The dysproteinemias consist of a broad range of serious disease states with the common thread of excessive production of an abnormal, or para-protein. Various clinical syndromes may arise, either from the underlying disease process, the excess paraprotein, or both. Clinical presentation depends upon the organ system(s) affected by the abnormal protein. Diseases included under the classification of dysproteinemias include cryoprotein-related diseases, Waldenström's macroglobulinemia, hyperviscosity syndrome, monoclonal gammopathy, multiple myeloma, light chain disease, and amyloidosis.

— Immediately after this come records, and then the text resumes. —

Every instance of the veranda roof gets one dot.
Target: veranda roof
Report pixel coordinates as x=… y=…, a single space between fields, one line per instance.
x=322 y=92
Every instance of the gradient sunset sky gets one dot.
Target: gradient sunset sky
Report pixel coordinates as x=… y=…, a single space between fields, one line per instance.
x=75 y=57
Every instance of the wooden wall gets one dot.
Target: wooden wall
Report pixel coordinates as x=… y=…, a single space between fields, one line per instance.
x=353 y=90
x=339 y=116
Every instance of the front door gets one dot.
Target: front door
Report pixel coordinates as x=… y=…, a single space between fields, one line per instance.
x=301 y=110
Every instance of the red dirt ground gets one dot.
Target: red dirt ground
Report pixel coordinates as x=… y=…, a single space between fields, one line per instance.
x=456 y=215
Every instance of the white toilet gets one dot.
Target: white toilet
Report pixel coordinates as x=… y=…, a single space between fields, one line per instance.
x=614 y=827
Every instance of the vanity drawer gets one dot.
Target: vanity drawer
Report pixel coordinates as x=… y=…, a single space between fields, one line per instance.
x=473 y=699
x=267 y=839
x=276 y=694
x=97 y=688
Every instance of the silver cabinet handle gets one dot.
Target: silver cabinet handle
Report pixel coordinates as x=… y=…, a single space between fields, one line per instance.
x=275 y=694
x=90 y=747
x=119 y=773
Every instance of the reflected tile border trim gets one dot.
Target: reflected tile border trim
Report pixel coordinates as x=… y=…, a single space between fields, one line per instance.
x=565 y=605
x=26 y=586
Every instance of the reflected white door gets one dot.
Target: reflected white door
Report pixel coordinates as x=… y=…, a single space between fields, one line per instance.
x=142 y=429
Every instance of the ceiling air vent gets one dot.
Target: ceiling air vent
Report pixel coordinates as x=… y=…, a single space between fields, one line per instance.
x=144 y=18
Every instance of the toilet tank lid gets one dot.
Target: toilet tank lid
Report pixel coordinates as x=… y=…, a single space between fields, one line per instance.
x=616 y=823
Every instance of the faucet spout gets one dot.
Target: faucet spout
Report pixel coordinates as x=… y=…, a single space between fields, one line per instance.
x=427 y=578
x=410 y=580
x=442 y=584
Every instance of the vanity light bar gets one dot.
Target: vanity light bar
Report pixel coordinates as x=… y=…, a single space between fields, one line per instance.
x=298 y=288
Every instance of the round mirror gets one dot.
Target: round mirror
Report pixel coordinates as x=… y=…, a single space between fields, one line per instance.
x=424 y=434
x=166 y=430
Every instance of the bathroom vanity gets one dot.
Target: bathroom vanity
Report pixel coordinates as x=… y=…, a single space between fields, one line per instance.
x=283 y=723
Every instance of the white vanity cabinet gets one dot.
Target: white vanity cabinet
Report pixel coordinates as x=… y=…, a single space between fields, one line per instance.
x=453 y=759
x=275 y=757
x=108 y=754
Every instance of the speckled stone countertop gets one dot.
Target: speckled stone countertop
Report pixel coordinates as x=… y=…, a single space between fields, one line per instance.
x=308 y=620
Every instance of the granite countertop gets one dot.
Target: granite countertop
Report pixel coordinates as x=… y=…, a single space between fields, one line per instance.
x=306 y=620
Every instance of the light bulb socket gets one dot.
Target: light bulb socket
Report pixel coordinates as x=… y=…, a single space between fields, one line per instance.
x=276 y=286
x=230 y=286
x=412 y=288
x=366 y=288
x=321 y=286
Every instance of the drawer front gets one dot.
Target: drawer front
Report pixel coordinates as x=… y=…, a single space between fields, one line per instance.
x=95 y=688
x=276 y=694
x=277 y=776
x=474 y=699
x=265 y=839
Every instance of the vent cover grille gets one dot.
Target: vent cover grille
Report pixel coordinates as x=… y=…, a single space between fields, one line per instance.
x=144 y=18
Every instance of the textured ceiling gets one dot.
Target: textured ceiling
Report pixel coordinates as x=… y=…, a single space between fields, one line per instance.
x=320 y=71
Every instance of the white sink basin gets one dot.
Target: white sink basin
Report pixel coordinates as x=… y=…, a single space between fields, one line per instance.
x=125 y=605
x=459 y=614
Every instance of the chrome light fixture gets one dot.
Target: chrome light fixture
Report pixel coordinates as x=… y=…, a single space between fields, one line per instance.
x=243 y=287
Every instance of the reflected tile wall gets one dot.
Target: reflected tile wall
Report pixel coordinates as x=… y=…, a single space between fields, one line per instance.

Plasmapheresis, often in conjunction with other therapies, has been widely used to treat the dysproteinemias and their resulting clinical syndromes. Automated plasmapheresis, which separates plasma from the cellular blood elements by centrifugation, is used most commonly in the United States. Membrane separation and immunoadsorption techniques are more commonly used in Europe and Japan. In automated plasmapheresis, the plasma is removed from the patient's circulation and replaced with a protein-based fluid such as 5% human albumin solution or plasma protein fraction or with fresh frozen plasma. Membrane separation and immunoadsorption allow the offending proteins to be removed more selectively from the patient's plasma prior to the plasma being returned to the patient. This review article presents a description of each disease, the rationale for plasmapheresis therapy, recommended schedules of plasmapheresis, and the use of adjunctive therapies. Results of published studies, case reports, and the author's experience in treating these diseases will serve as the foundation for discussion.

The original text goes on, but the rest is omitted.